Arie der Dido | Kammermusikführer - Villa Musica Rheinland-Pfalz

Niccolò Jommelli

Arie der Dido

Arie der Dido (1763)

Besetzung:

Werkverzeichnisnummer:

Erläuterung

NICCOLÒ JOMMELLI

Arie der Dido (1763)

„Onore dell’armonica famiglia“, die Ehre der Musikerfamilie Europas – so nannte der Wiener Hofdichter Pietro Metastasio den Stuttgarter Hofkapellmeister Niccolò Jommelli. Immer wieder hat Metastasio in begeisterten Worten festgehalten, wie sehr ihn Jommellis Vertonungen der eigenen Verse bewegten, wie er dieselbe Arie „zweitausend Mal“ hören konnte und immer noch von ihr gerührt war. Er fand bei Jommelli einen „nuovo ed armonioso intreccio della voce con gl’instromenti“, eine neue und harmonische Verflechtung der Singstimme mit den Instrumenten, und er gestand in einem Brief aus Wien vom April 1765, dass dieser Stil „sofort und ohne jede Überlegung von meinem Herzen Besitz ergreift“.

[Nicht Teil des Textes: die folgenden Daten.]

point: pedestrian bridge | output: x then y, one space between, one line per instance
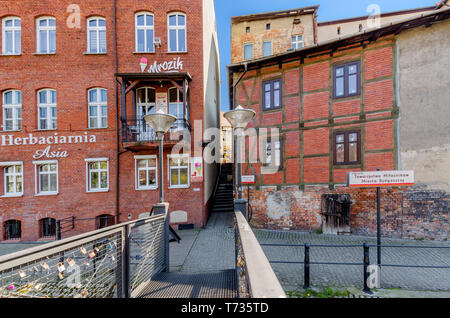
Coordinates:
131 260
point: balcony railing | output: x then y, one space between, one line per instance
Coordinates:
137 131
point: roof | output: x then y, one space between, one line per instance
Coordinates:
356 38
275 14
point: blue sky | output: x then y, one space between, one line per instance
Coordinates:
329 10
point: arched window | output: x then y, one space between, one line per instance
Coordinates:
96 35
47 109
11 36
13 230
176 27
104 220
98 108
46 35
12 110
47 227
144 26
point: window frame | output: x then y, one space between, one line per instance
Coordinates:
179 167
49 109
272 94
346 144
37 173
99 104
15 106
176 28
97 30
48 29
14 29
145 28
138 187
346 77
88 161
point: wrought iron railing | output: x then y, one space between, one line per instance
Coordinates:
137 130
117 261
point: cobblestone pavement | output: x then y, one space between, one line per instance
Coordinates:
212 248
291 275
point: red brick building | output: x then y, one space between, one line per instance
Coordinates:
335 107
76 81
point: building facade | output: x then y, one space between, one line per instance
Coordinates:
339 107
76 82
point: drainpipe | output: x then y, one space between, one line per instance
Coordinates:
117 116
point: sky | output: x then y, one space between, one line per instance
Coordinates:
329 10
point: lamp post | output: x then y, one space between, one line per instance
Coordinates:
160 123
239 119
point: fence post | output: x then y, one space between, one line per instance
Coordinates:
366 267
306 267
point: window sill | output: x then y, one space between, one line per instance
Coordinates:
37 53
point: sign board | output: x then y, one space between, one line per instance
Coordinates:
197 169
380 179
248 179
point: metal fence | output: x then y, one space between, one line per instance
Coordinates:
116 261
366 266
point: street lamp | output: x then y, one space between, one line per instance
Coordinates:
239 119
160 123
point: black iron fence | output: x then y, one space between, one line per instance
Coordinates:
137 130
116 261
368 275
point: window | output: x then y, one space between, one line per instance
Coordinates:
347 80
96 34
177 32
347 148
46 35
144 32
296 42
13 230
104 220
47 177
11 36
98 108
47 227
146 172
13 175
176 107
272 94
97 175
12 110
267 48
179 171
248 51
47 109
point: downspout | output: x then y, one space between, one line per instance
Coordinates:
117 117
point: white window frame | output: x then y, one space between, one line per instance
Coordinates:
147 168
97 30
253 51
99 171
37 174
14 29
99 104
15 106
295 43
49 106
145 28
176 28
183 186
15 174
47 29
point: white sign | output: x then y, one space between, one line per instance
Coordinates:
380 179
175 65
248 179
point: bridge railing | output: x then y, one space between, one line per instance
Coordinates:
113 262
255 276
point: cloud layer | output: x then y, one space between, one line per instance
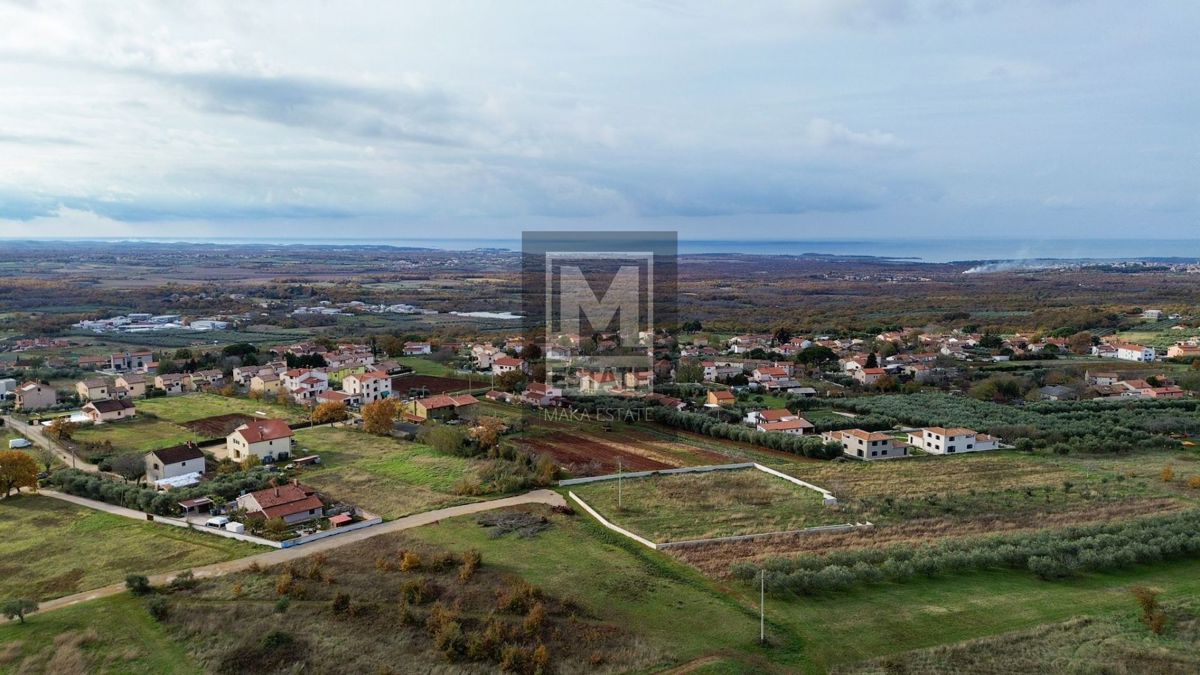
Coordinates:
725 120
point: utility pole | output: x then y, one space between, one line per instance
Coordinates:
762 605
619 507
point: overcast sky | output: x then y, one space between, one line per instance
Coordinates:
808 119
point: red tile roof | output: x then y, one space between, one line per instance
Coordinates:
264 430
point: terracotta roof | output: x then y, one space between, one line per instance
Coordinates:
111 405
263 430
786 425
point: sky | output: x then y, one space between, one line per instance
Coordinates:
813 119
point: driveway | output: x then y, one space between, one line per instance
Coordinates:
39 437
304 550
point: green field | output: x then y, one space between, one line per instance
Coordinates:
114 634
667 604
382 475
198 406
49 548
699 506
141 434
423 365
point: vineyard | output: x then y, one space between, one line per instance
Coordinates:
1104 426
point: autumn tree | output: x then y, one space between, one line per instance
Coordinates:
331 411
378 416
63 429
17 471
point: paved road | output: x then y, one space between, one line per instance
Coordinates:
285 555
35 434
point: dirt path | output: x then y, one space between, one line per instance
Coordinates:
285 555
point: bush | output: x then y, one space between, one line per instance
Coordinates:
159 608
138 585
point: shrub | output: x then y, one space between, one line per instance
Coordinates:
159 608
138 584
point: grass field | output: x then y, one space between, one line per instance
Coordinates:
141 434
1116 643
421 365
382 475
109 635
198 406
697 506
670 605
49 548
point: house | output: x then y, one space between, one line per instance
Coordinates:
94 363
439 407
942 441
1131 352
169 463
507 364
132 360
417 348
109 410
135 384
203 380
369 387
267 381
868 444
331 396
1102 378
292 502
35 395
1183 351
1057 393
598 381
720 398
541 394
797 426
264 438
93 389
774 414
172 383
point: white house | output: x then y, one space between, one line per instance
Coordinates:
942 441
169 463
262 437
369 387
868 444
1131 352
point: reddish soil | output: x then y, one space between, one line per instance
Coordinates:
402 383
585 457
219 425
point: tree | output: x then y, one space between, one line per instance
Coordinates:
63 429
130 466
18 609
331 411
378 416
43 455
17 471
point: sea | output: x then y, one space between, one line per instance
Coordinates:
935 250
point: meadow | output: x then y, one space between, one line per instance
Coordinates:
51 548
141 434
699 506
191 407
379 473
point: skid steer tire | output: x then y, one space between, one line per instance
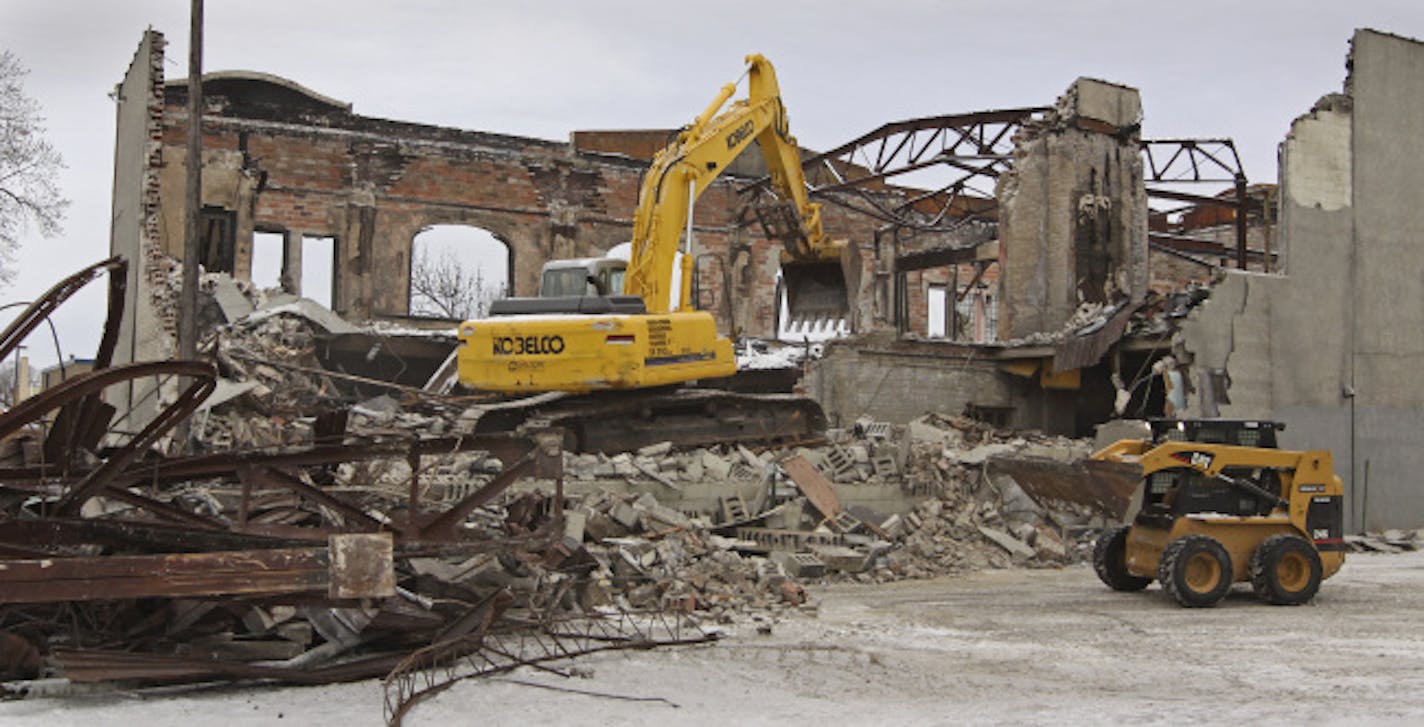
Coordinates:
1196 571
1110 561
1285 571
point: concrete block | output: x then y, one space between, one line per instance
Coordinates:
981 453
1111 431
840 559
229 299
799 565
655 450
574 524
715 467
1119 105
625 515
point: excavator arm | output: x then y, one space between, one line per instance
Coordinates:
820 275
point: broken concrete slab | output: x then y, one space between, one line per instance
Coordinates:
799 564
840 559
818 490
1008 542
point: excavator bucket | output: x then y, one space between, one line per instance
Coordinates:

Diese Reaktion zeigte auch das Publikum im Stuttgarter Hoftheater, als dort 1763 Jommellis Oper Didone abbandonata aufgeführt wurde – natürlich auf einen Text von Metastasio. Die erste Arie der stolzen Königin Dido von Karthago ist typischer Jommelli: Eine langgezogene Melodie der Geigen, die später der Sopran übernimmt, wird von einem pulsierenden Klanggrund aus kleinen und kleinsten Streicherfiguren getragen. „Jommelli täuscht uns selbst mit Kleinigkeiten, überrascht mit unerwartetem Kunstgewebe“, so schrieb Abbé Vogler in seinen Betrachtungen der Mannheimer Tonschule. Wenn die Sopranistin einsetzt, muss sie über dem „Kunstgewebe“ des Orchesters eine unendliche Melodie von 30 Takten in langen Tönen ausbreiten. Danach setzen sofort mörderische Koloraturen ein. Die Stuttgarter Primadonna Maria Masi Giura musste derlei Maximal-Anforderungen ohne Murren hinnehmen, denn Jommellis Umgang mit seinen Sängerinnen und Sängern war alles andere als freundlich: „Sonst groß, voll Zauberkraft und fortreißender Stärke war er nicht gefällig genug gegen seine Sänger“, kritisierte Abbé Vogler den Meister.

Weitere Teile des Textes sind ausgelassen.